You can get Tapas in the Hondon area, but it’s not widely available or of great variety... least not in the league of Granada and the Andalucia region in general. A new Spanish run Tapas Bar has just opened calls “El Charro” in the Frailes Plaza (see Facebook El Charro)
Tapas, those delicious little snacks you can get in any bar in Spain, have recently been making quite a splash in the United States. In the past 3 years, I have seen 4 tapas bars pop up in my neighbourhood alone. And people are crazy about them! The thing is, other than serving tiny bits of expensive food and over-priced drinks, these trendy American tapas bars have almost nothing in common with your traditional Spanish tapas bar.
In many places in Spain, dinner is not served until 9 or 10 o’clock at night. So many people like to “tapear” or go out and eat tapas at a few different bars to meet up with friends, discuss the day, and in general just relax in a fun social atmosphere. In a lot of the major cities and in most parts of Adalucía, when you order a drink, often you get a tapa for free. Or sometimes it is the other way around; if you order a tapa, you get a free drink.

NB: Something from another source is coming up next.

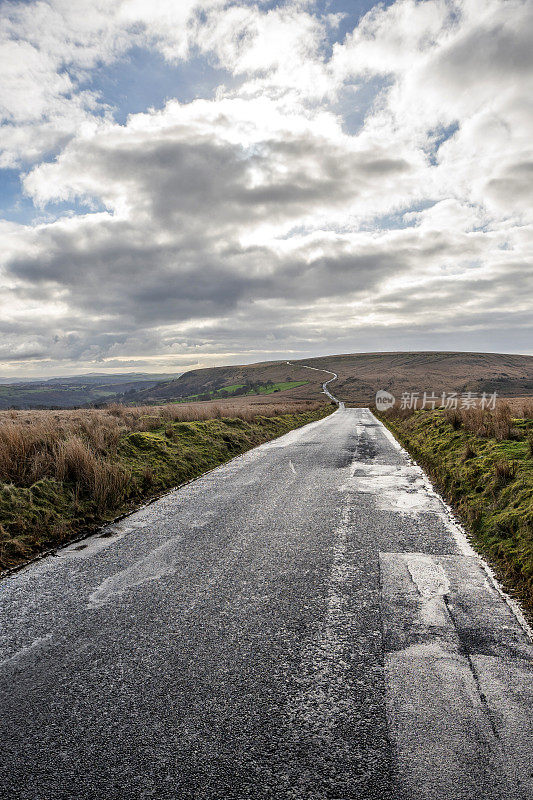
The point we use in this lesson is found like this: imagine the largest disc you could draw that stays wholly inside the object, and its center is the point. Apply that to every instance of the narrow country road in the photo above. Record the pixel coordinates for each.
(305, 622)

Now, how this tradition came about is debated among a few popular theories. First, it is important to know what “la tapa” means. Literally, it means “cover” or “top,” so it is important to keep this in mind when thinking about its history.
Some say that some sneaky tavern owners from Castilla-La Mancha found that a strong smelling and tasting cheese could “cover” the flavor of cheap wine. This way, they could sell the not so great wine for a higher price by including a free piece of cheese.
Others say that when King Alfonso XII was visiting Cádiz on the south west coast, he ordered a cup of sherry, which is famous in this region. In order to protect the wine from the blowing beach sands, the waiter covered the wine glass with a slice of cured ham. King Alfonso apparently enjoyed it and asked for another glass of sherry with a “tapa” just like the first.
Less legendary is the thought that since you are most likely standing when you are out having drinks with friends, you would need to cover your drink with your plate in order to have a free hand to eat. Or that you would need to top your sherry, a very sweet wine, with bread or ham to keep the curious flies away.
Now what kind of tapa you get with your drink widely depends on the region, but the staples are olives, of which there can be many different varieties, bread with aioli, and some kind of fried seafood. It is also very common to see small slices of bread topped with Spain’s famous jamón serrano or slices of cheese. My favourite is tortilla Española, which is very similar to an omelette with pieces of fried potato and onion inside instead of cheese.
There are thousands of tapa recipes out there and I encourage you to try a few on your own. Being all the fad right now, your friends would definitely be impressed if you invited them all over for an early evening of tapas at your house. ¡Salud! and ¡Buen provecho!